Many argue that the practise is racial profiling since black youth are stopped far more often than others; lawyers think it offends the Charter of Rights and Freedom. The information gathered is very personal—including the names of your parents, and whether they are divorced or separated—and it also records who you were with at the time the police stopped you. Youth who have refused to answer police questions have been assaulted by police and arrested.

So when the board indicated it wanted persons stopped to get a record of the stop and of the information the police were gathering, it looked as though the board was getting serious about reviewing this police practise. At least that was what seemed to be the Board’s intention.

Except here we are a year later and nothing has changed. The board since has addressed the carding issue on four other occasions, each time going a bit further to say it would control carding, even asking for reports from lawyers on legalities, but there has been not one iota of change by the police in the way carding occurs.

The board hasn’t delivered on its intentions, and every time Chief Bill Blair has asked for more time to report on the matter, the board has deferred to him.

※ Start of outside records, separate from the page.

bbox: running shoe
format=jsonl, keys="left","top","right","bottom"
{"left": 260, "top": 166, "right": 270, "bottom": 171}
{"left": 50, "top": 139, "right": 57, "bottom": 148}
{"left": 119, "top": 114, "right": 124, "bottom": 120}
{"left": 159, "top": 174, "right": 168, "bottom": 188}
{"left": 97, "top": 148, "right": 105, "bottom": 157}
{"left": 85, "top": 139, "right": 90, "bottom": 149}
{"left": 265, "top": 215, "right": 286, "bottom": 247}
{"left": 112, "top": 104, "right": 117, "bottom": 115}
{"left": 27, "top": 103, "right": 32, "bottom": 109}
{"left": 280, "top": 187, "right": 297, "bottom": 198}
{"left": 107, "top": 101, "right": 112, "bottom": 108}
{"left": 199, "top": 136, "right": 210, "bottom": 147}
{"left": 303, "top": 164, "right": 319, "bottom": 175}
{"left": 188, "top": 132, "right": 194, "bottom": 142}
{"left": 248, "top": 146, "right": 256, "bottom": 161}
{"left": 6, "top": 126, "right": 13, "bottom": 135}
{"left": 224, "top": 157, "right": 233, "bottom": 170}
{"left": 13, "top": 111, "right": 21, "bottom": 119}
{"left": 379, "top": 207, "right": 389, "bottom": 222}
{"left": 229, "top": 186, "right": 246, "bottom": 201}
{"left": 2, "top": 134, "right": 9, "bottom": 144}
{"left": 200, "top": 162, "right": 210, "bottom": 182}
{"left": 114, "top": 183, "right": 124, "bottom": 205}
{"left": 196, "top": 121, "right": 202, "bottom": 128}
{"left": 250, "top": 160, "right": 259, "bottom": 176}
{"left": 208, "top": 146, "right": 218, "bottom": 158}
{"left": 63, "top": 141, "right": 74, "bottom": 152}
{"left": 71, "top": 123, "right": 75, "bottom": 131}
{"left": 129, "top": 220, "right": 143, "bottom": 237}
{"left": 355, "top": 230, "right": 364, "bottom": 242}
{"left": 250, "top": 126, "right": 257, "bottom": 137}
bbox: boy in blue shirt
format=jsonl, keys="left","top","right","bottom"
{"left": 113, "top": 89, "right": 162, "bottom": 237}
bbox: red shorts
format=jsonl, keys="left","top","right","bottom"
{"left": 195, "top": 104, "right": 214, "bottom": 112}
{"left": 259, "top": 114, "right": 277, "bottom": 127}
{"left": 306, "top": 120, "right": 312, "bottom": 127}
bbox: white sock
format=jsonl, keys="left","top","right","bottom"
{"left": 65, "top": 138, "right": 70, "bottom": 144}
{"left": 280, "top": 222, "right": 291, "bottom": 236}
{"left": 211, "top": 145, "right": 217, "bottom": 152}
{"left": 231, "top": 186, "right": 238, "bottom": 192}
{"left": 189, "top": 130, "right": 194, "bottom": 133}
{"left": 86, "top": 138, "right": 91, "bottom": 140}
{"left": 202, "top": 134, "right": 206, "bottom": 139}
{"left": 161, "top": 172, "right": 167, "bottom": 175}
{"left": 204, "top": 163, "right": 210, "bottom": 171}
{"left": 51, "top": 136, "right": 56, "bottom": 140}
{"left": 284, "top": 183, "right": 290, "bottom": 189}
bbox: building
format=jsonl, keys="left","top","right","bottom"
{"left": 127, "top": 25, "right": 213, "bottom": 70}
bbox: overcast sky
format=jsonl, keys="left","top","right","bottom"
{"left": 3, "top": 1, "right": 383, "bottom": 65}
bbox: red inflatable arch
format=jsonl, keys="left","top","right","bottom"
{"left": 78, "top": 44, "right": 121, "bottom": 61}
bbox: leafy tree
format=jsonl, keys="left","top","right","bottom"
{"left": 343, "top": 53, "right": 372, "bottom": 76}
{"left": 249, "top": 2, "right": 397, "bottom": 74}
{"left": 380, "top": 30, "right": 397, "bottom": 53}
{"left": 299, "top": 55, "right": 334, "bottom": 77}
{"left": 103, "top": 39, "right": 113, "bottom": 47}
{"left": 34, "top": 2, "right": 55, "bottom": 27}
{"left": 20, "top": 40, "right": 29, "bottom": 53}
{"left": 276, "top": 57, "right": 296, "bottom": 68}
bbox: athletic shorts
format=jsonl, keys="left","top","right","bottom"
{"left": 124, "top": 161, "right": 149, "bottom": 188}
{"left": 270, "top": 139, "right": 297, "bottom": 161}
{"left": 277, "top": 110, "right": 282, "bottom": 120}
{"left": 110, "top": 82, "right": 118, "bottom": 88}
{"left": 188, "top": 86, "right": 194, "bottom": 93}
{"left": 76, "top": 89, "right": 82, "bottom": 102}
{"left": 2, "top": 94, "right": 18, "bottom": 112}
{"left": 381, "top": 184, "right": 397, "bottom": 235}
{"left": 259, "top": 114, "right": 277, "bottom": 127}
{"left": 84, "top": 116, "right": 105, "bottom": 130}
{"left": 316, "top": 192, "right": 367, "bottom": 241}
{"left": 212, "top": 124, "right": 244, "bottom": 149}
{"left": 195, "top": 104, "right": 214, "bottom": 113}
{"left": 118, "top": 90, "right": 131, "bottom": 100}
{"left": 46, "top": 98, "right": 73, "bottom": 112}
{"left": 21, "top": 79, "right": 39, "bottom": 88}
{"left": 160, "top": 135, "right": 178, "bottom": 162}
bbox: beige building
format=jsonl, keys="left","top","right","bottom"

It is the same on clearance letters. I’ve reported in this column that students who need clearance letters for their studies to become social workers and nurses are required to get letters form police stating they haven’t been convicted of a crime. As many students have learned, the police have voluminous records on many of them, recounting times when boyfriends were arrested, or when they were mistakenly accused of something by police. Police use this information to deny clearance letters even though students have never been convicted of a crime.

The board considered this matter six months ago when the Canadian Civil Liberties Association reported that police had no right to interfere this way with law-abiding citizens. The board established a subcommittee to report on changing policy to stop this practise.

But nothing more has happened. We have the intention, but no action. Just last week I had to write police officials for a nursing student at George Brown College who was denied a clearance letter: 12 years ago she had been called into a police station because of something said by a friend, an allegation that was withdrawn two days later. Charges were withdrawn when the matter got to court, but the charge was not withdrawn from the police file.

It’s the same on reducing strip searches. The Supreme Court of Canada says strip searches are degrading and humiliating and should happen only “rarely.” Toronto police strip search 60% of those they arrest.

The Toronto Police Board has considered this matter at least once a year for the past five or six years, but never gets around to doing anything. It expresses the intention to change things, then does nothing.

Carding, clearance letters and strip searches are police practises which clearly need to be rethought.

The Toronto Police Services Board—which includes city councillors Michael Thompson, Frances Nunziata and Mike DelGrande—has said so. It would better serve Torontonians if that board takes the action it has said it  intends to take and make better policy for our police officers to follow.

John Sewell is a former mayor of Toronto.